I'm trying to create regex to check against a valid directory prefix, where directory names must not be empty, and can contain any alphabet characters [a-zA-Z] and any numbers [0-9]. They can also contain dashes (-) and underscores (_) but no other special characters. A directory prefix can contain any number of forward slashes (/), and a valid path must not end with a forward slash (/) either.

Valid examples would be:

Invalid examples would be:

So far I have ^(\/+(?!\/))[A-Za-z0-9\/\-_]+$ but it's not checking against what would be empty directory names (e.g. two forward slashed one after the other /abc//def), or path's ending with a slash (e.g. /hello_123/world-456/)

Upvotes: 1

Views: 5527

Answers (2)

Felipe N Moura
Felipe N Moura

Reputation: 1617

In case someone is looking for a function to check whether a value is a path or not, here it goes:

function isPath (value = "") {
  return value.toString()
    .replace(/\\/g, '/')
    .match(
      /^(\/?([a-zA-Z0-9-_,\.])+)+$/
    );
}

If you DO NOT want to accept files in your path, remove the \. in the end of the RX.

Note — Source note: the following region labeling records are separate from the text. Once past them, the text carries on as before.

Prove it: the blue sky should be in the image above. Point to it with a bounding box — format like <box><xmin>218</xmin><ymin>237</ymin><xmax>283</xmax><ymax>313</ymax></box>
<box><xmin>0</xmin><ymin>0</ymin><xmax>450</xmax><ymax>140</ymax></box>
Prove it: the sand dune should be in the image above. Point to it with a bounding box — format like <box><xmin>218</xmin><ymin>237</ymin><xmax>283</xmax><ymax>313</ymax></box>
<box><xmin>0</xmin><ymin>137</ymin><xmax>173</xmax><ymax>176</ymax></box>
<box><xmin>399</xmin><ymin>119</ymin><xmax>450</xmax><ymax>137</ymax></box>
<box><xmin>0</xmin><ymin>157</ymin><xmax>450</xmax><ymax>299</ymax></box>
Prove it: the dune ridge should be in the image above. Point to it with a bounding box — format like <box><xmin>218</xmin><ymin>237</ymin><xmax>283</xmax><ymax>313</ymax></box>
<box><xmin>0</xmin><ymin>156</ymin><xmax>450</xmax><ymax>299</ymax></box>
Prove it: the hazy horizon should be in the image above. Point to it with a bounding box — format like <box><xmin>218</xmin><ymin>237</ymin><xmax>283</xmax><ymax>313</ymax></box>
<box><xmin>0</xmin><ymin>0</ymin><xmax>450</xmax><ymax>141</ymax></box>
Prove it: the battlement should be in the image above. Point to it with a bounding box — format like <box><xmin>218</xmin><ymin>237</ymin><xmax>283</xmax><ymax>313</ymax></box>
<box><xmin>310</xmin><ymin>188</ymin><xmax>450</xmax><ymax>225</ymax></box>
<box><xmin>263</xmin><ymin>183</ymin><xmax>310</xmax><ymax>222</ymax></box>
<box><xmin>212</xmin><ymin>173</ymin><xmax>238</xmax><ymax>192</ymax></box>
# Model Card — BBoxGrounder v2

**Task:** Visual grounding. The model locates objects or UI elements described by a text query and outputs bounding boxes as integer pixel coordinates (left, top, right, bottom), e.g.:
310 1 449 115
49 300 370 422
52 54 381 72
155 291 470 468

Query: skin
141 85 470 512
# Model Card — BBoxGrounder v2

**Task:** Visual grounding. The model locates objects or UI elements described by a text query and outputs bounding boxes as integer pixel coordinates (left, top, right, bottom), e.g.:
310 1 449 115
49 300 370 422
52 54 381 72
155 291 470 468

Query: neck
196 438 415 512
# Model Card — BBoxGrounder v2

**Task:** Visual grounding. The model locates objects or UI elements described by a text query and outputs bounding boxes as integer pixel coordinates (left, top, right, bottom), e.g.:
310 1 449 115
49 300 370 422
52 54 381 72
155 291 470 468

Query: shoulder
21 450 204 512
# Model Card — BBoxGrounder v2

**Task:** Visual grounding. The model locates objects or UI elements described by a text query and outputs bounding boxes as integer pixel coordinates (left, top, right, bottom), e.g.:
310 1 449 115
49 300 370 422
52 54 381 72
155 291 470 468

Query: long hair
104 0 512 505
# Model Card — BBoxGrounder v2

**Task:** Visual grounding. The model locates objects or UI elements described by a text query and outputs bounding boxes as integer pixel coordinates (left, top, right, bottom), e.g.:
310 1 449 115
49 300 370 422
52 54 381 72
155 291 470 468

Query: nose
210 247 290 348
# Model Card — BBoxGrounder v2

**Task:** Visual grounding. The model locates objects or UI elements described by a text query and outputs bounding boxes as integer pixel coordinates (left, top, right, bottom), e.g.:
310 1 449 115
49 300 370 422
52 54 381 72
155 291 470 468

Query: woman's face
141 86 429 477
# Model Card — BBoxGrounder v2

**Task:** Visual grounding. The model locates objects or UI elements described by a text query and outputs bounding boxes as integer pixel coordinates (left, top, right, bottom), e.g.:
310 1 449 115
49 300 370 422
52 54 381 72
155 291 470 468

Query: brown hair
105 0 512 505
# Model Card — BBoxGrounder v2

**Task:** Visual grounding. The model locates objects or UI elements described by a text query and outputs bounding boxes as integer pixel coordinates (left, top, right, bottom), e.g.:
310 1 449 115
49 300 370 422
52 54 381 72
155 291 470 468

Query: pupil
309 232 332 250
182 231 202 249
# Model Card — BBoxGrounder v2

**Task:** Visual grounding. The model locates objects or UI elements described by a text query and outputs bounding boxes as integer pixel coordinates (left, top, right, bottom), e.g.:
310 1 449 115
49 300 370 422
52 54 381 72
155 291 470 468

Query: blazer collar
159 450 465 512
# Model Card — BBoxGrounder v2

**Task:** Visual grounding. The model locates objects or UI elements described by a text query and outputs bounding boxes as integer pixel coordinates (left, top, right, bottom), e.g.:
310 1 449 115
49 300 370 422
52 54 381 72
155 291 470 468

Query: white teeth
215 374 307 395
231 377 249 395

Also, if you want to check if something is a real url, the most straight forward to do to that is to use the native checker for you:

function isURL (value = "") {
  try {
    new URL(value);
    return true;
  } catch (error) {
    return false;
  }
}

Upvotes: 0

Luatic
Luatic

Reputation: 11171

I propose ^((/[a-zA-Z0-9-_]+)+|/)$. Explanation:

  • ^ and $: Match the entire string/line
  • (/[a-zA-Z0-9-_]+)+: One or more directories, starting with slash, separated by slashes; each directory must consist of one or more characters of your charset
  • (...)+|/: Explicitly allow just a single slash

You might want to use noncapturing groups (?:...) here: ^(?:(?:/[a-zA-Z0-9-_]+)+|/)$. If you only use regex match "testing" this won't matter though.

Side note: Do you want to allow directory names to start with -, _ or a number? This is fairly unusual for names in most naming schemes. You might want to use [a-zA-Z][a-zA-Z0-9-_]* to require a leading letter.